Golshifteh Farahani, en toute liberté

"Pouvoir rire des désastres m'a aidée dans la vie", déclare Golshifteh Farahani, très à l'aise dans le registre léger de la comédie Un divan à Tunis.
Jean-François Pluijgers
Jean-François Pluijgers Journaliste cinéma

L’actrice franco-iranienne goûte aux plaisirs de la comédie et de la légèreté dans Un divan à Tunis, le premier long métrage de Manele Labidi, où elle incarne une psy rentrant au pays pour y installer son cabinet.

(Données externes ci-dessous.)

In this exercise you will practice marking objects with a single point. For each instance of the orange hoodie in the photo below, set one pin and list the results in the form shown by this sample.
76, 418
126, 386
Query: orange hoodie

Longtemps, Golshifteh Farahani a semblé destinée aux emplois dramatiques, enchaînant des films comme À propos d’Elly d’Asghar Farhadi, Syngué Sabour d’Atiq Rahimi, My Sweet Pepper Land d’Hiner Saleem, et jusqu’au récent Les Filles du soleil d’Eva Husson. Venant après ce dernier, Un divan à Tunis, de la cinéaste franco-tunisienne Manele Labidi, vient toutefois confirmer un virage qu’avaient annoncé Santa & Cie d’Alain Chabat, ou Paterson de Jim Jarmusch. L’actrice franco-iranienne y goûte en effet à une légèreté nouvelle, rayonnant sous les traits de Selma, une psychanalyste de retour à Tunis après dix années passées à exercer à Paris. Une jeune femme dont la tentative d’installer son cabinet dans un quartier populaire se heurte tout à la fois à la réticence des habitants et à une administration tatillonne, la confusion consécutive à la révolution donnant sa toile de fond au récit. « À la lecture du scénario, j’ai trouvé qu’il traitait de sujets sérieux, mais avec humour, explique-t-elle, enjouée, dans la douceur de l’été vénitien. Pour moi, c’est la meilleure manière de parler de choses graves. L’humour permet aux gens de survivre lors de guerres ou dans des situations extrêmes. Rire, c’est ce qu’il reste à faire quand on n’a pas le choix. » Et de souligner encore combien le projet arrivait à point nommé dans son parcours: « Je suis portée, à cette période de ma vie, vers plus de légèreté, j’aime les comédies. Sortant de drames et de tragédies, j’ai envie d’autre chose. J’aimerais tourner un film sur une tragédie mais envisagée d’un autre point de vue. Ça correspond à mon approche personnelle: pouvoir rire des désastres m’a aidée dans la vie. À un moment, il faut tourner la page, et envisager les choses autrement, c’est un voyage personnel. Beaucoup de réalisateurs, Ridley Scott le premier, m’ont dit que je devrais tourner une comédie un jour parce que j’avais ça en moi. »

L’exil pour territoire

Au coeur du film, on trouve une double quête d’identité: celle d’une société que la révolution a laissée écartelée entre traditions et aspirations à la modernité, et celle de Selma, opérant un retour aux sources après son exil parisien. Risquer un parallèle avec le parcours d’une actrice coupée de ses racines iraniennes depuis une dizaine d’années maintenant est bien sûr tentant. Pour autant, Golshifteh Farahani confesse n’avoir jamais fantasmé un retour au pays. « Si vous quittez un pays vers quatorze, quinze ans, vous allez toujours vouloir y rentrer, à la recherche de votre identité. Mais quand, comme moi, on s’en va à 24 ans, on sait fort bien ce que l’on a laissé derrière soi et on sait pertinemment de quoi il retournait. Il n’y a pas de quête d’identité qui soit, vous serez toujours perçue comme une citoyenne de ce pays. Si je retourne en Iran, on ne m’y considérera pas comme française, je suis un monument là-bas. »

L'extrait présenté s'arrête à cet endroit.